RavenDB Map/Reduce/Transform on nested, variable-length arrays

956 views Asked by At

I'm new to RavenDB, and am loving it so far. I have one remaining index to create for my project.

The Problem

I have thousands of responses to surveys (i.e. "Submissions"), and each submission has an array of answers to specific questions (i.e. "Answers"), and each answer has an array of options that were selected (i.e. "Values").

Here is what a single Submission basically looks like:

{
  "SurveyId": 1,
  "LocationId": 1,
  "Answers": [
    {
      "QuestionId": 1,
      "Values": [2,8,32],
      "Comment": null
    },
    {
      "QuestionId": 2,
      "Values": [4],
      "Comment": "Lorem ipsum"
    },
    ...more answers...
  ]
}

More Problem: I have to able to filter by SurveyId, LocationId, QuestionId, Creation Date. As I understand it, that's done at query time... I just need to make sure that these properties are present in the transformation result (or is it the reduce result? or both?). If I'm right, then this is less of an issue.

The Required Result

We need one object per question per survey that gives the sum of each option. Hopefully it's self explanatory:

[
    {
        SurveyId: 1,
        QuestionId: 1,
        NumResponses: 976,
        NumComments: 273,
        Values: {
            "1": 452, // option 1 selected 452 times
            "2": 392, // option 2 selected 392 times
            "4": 785  // option 4 selected 785 times
        }
    },
    {
        SurveyId: 1,
        QuestionId: 2,
        NumResponses: 921,
        NumComments: 46,
        Values: {
            "1": 325,
            "2": 843,
            "4": 119,
            "8": 346,
            "32": 524
        }
    },
    ...
]

My Attempt

I didn't get very far, and I think this post is heading me down the right path, but it doesn't help me with the list of Values. I've searched and searched but can't find any direction for what do with a nested array like that. Here's that I have so far:

MAP:

from submission in docs.Submissions
from answer in submission.Answers
where answer.WasSkipped != true && answer.Value != null
select new {
    SubmissionDate = submission["@metadata"]["Last-Modified"],
    SurveyId = submission.SurveyId,
    LocationId = submission.LocationId,
    QuestionId = answer.QuestionId,
    Value = answer.Value
}

REDUCE:

??

TRANSFORM:

from result in results
from answer in result.Answers
where answer.WasSkipped != true && answer.Value != null
select new {
    SubmissionDate = result["@metadata"]["Last-Modified"],
    SurveyId = result.SurveyId,
    LocationId = result.LocationId,
    QuestionId = answer.QuestionId,
    Value = answer.Value
}

For what it's worth, this is hosted on RavenHQ.

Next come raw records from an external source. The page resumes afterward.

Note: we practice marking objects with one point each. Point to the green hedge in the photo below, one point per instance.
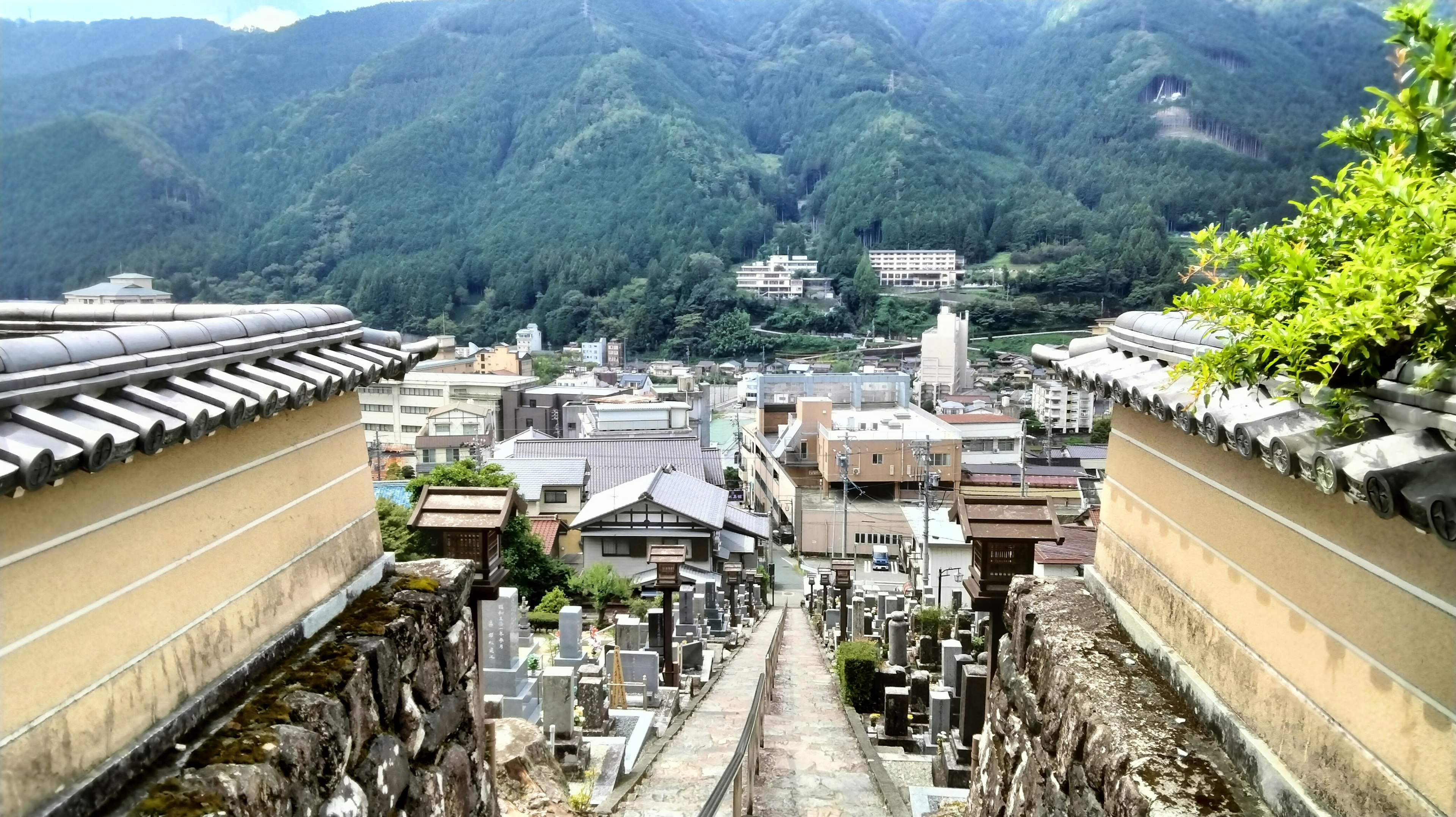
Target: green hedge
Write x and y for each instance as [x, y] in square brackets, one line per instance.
[855, 665]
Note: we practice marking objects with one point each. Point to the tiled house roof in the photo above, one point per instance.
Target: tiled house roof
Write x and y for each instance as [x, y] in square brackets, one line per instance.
[89, 387]
[1401, 464]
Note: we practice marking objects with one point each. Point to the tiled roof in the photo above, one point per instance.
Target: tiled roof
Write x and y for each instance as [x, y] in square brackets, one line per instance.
[1397, 465]
[546, 529]
[535, 473]
[88, 387]
[617, 461]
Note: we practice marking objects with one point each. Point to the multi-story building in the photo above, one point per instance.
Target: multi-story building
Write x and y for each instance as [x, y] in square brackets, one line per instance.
[395, 411]
[595, 352]
[780, 277]
[529, 340]
[944, 369]
[935, 269]
[1062, 410]
[124, 288]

It's been so long that I've been working on this and can't get it right. Any help in getting me to the required result is very appreciated!

1

There are 1 answers

4
Matt Johnson-Pint On BEST ANSWER

Assuming your C# classes look like this:

public class Submission
{
    public int SurveyId { get; set; }
    public int LocationId { get; set; }
    public IList<Answer> Answers { get; set; }
}

public class Answer
{
    public int QuestionId { get; set; }
    public int[] Values { get; set; }
    public string Comment { get; set; }
}

If you are running RavenDB 2.5.2637 or higher, you can now use a dictionary result type:

public class Result
{
    public int SurveyId { get; set; }
    public int QuestionId { get; set; }
    public int NumResponses { get; set; }
    public int NumComments { get; set; }
    public Dictionary<int, int> Values { get; set; }
}

If you are running anything earlier (including 2.0 releases), then you won't be able to use a dictionary, but you can use an IList<KeyValuePair<int,int>> instead.

Here is the index:

public class TestIndex : AbstractIndexCreationTask<Submission, Result>
{
    public TestIndex()
    {
        Map = submissions =>
              from submission in submissions
              from answer in submission.Answers
              select new
              {
                  submission.SurveyId,
                  answer.QuestionId,
                  NumResponses = 1,
                  NumComments = answer.Comment == null ? 0 : 1,
                  Values = answer.Values.ToDictionary(x => x, x => 1)
                  //Values = answer.Values.Select(x => new KeyValuePair<int, int>(x, 1))
              };

        Reduce = results =>
                 from result in results
                 group result by new { result.SurveyId, result.QuestionId }
                 into g
                 select new
                 {
                     g.Key.SurveyId,
                     g.Key.QuestionId,
                     NumResponses = g.Sum(x => x.NumResponses),
                     NumComments = g.Sum(x => x.NumComments),
                     Values = g.SelectMany(x => x.Values)
                               .GroupBy(x => x.Key)
                               .ToDictionary(x => x.Key, x => x.Sum(y => y.Value))
                               //.Select(x => new KeyValuePair<int, int>(x.Key, x.Sum(y => y.Value)))
                 };
    }
}

(No transform step is needed.)

If you can't use 2.5.2637 or higher, then replace the .ToDictionary lines with the commented lines just below them, and use an IList<KeyValuePair<int,int>> in the result class.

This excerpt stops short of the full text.